Geography has cursed Jordan. To Abdullah’s north is the charnel house of Syria, a failed state in the making. To his east is Iraq’s bloody Anbar province. Saudi Arabia, ruled by the superannuated princes of the House of Saud, the ancient rivals of the Hashemites, sits to his southeast. To his west are the obstreperous Israelis, as well as the disputatious Palestinians. Al‑Qaeda wants to kill him. The Iranian regime doesn’t like him very much either, especially since he denounced, in 2004, what he saw as a rising, Iranian-led “Shia crescent” looming over the Middle East. His country is broke, dependent on the United States, the International Monetary Fund, and haughty gulf Arabs to cover its budget. (The IMF recently forced fuel-price hikes that have intensified the domestic resentment directed at the throne.)
Demonstrations in Jordan’s main cities have been modest compared with those that led to regime change in Cairo and Tunis, but they have nevertheless been vociferous. Protesters have denounced the king as “Ali Baba,” and his family as the 40 thieves. They have made a special target of his wife, the stunning—and stunningly modern—Queen Rania, who is considered an icon of fashion and women’s empowerment in the West but is vilified at home. They have, on occasion, touted one of the king’s younger half brothers, Prince Hamzah, as an alternative to Abdullah. At the outset of his rule, Abdullah and Rania were broadly venerated. Not anymore.

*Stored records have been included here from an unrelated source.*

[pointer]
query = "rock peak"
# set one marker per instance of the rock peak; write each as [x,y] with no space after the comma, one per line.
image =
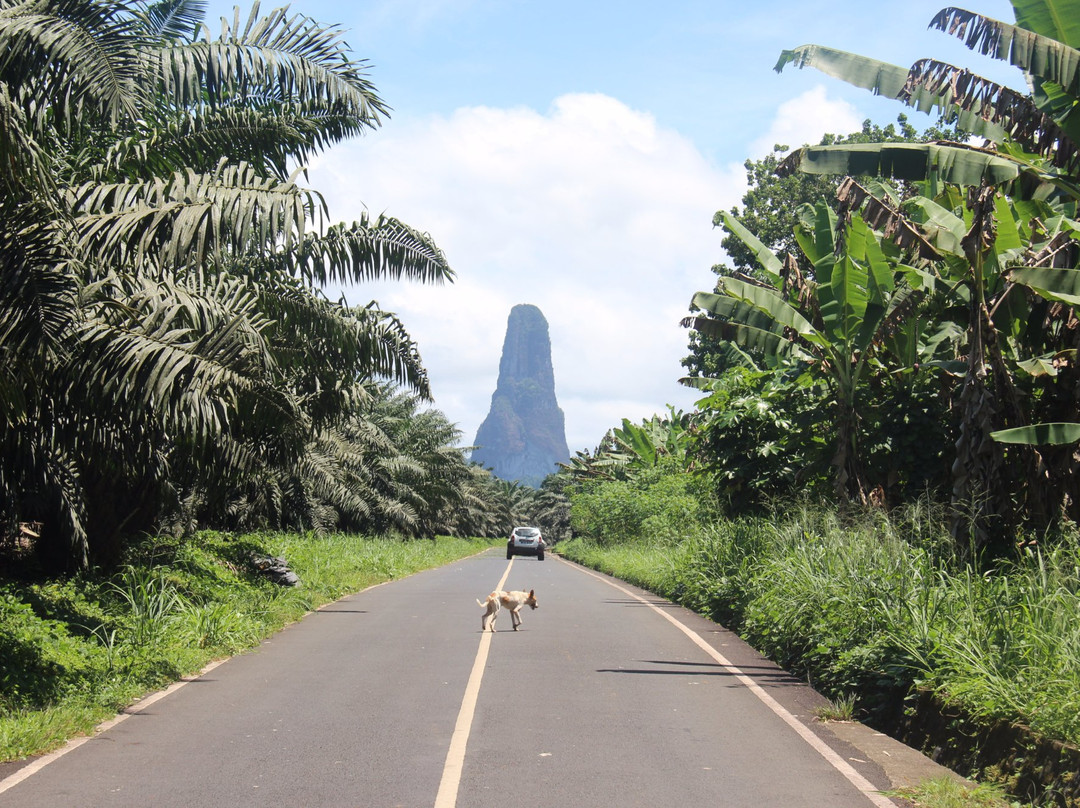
[524,436]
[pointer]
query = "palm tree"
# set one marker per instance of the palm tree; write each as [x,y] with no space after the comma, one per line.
[160,259]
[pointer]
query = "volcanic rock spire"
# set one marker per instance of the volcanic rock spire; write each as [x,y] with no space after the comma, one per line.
[524,435]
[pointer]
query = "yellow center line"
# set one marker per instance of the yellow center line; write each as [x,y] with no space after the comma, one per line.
[447,796]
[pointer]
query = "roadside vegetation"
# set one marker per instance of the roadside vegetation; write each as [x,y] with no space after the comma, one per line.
[883,459]
[879,486]
[77,650]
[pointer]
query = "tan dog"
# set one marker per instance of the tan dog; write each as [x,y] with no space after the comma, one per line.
[513,601]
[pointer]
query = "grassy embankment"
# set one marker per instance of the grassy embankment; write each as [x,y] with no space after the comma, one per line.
[75,651]
[876,610]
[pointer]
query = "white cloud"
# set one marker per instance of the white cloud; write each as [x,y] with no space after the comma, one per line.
[806,118]
[591,211]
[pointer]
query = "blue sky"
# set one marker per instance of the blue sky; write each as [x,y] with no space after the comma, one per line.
[571,156]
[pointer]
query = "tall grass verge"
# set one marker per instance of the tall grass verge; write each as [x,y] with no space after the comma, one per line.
[876,607]
[73,651]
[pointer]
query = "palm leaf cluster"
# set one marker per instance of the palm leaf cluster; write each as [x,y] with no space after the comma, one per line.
[165,352]
[970,272]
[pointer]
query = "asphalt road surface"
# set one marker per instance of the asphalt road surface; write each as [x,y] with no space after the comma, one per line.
[393,697]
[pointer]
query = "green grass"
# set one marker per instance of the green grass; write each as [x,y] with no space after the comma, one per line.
[877,608]
[77,650]
[947,793]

Abdullah is a semi-absolute monarch—the country has a prime minister, and an elected lower house of parliament, but he can dismiss the prime minister and dissolve the parliament if he sees fit. Hiring and firing prime ministers has eaten up a lot of his time recently—he’s gone through six in the past five years—and he says he would like to remove himself from the process. “My blood pressure goes highest—my wife knows this—when we have to change governments,” he told me. “Whenever we go through that cycle, nobody is going to be happy.”
Abdullah kept repeating that he wanted to devolve power to an elected parliament, so I finally asked him whether he wanted a purely ceremonial role: “You don’t want to be Queen Elizabeth, do you?”

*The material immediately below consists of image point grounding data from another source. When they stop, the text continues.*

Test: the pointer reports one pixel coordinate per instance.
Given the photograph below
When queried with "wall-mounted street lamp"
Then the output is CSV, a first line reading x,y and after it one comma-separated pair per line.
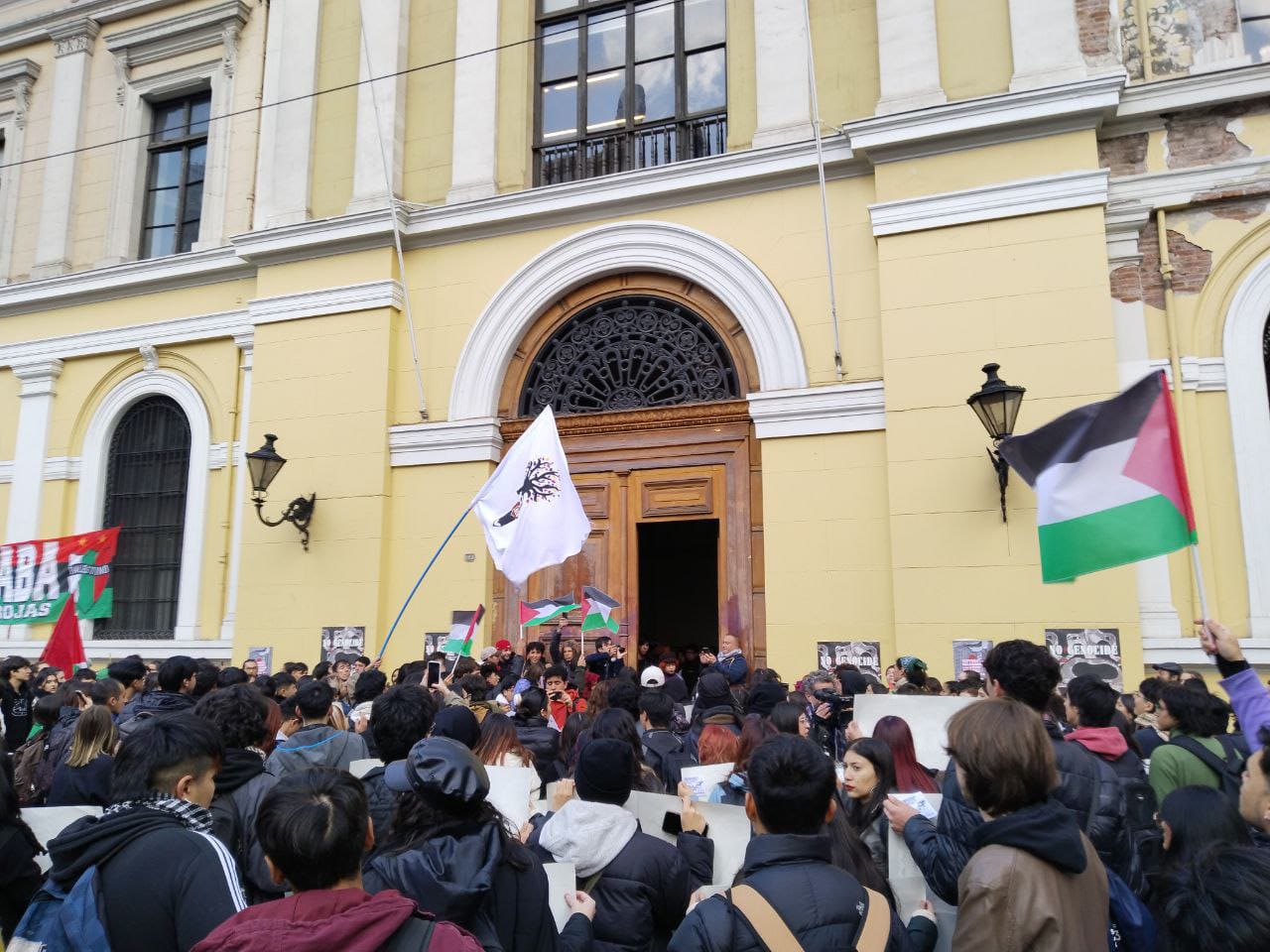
x,y
996,404
264,463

“Well, where are monarchies in 50 years?” he said. He clearly understands that monarchy is not a growth industry. But does his extended family understand this? The Hashemites are a small family, at least compared with the Saudi family. Still, he has 11 siblings and half siblings, as well as many aunts and uncles and cousins, each one a royal.
“No, members of my family don’t get it,” he said. “They’re not involved day-to-day. The further away you’re removed from this chair, the more of a prince or a princess you are. That happens in all royal families, I think. The further you are from this chair, the more you believe in absolute monarchy. That’s the best way of describing it. And that just doesn’t work.”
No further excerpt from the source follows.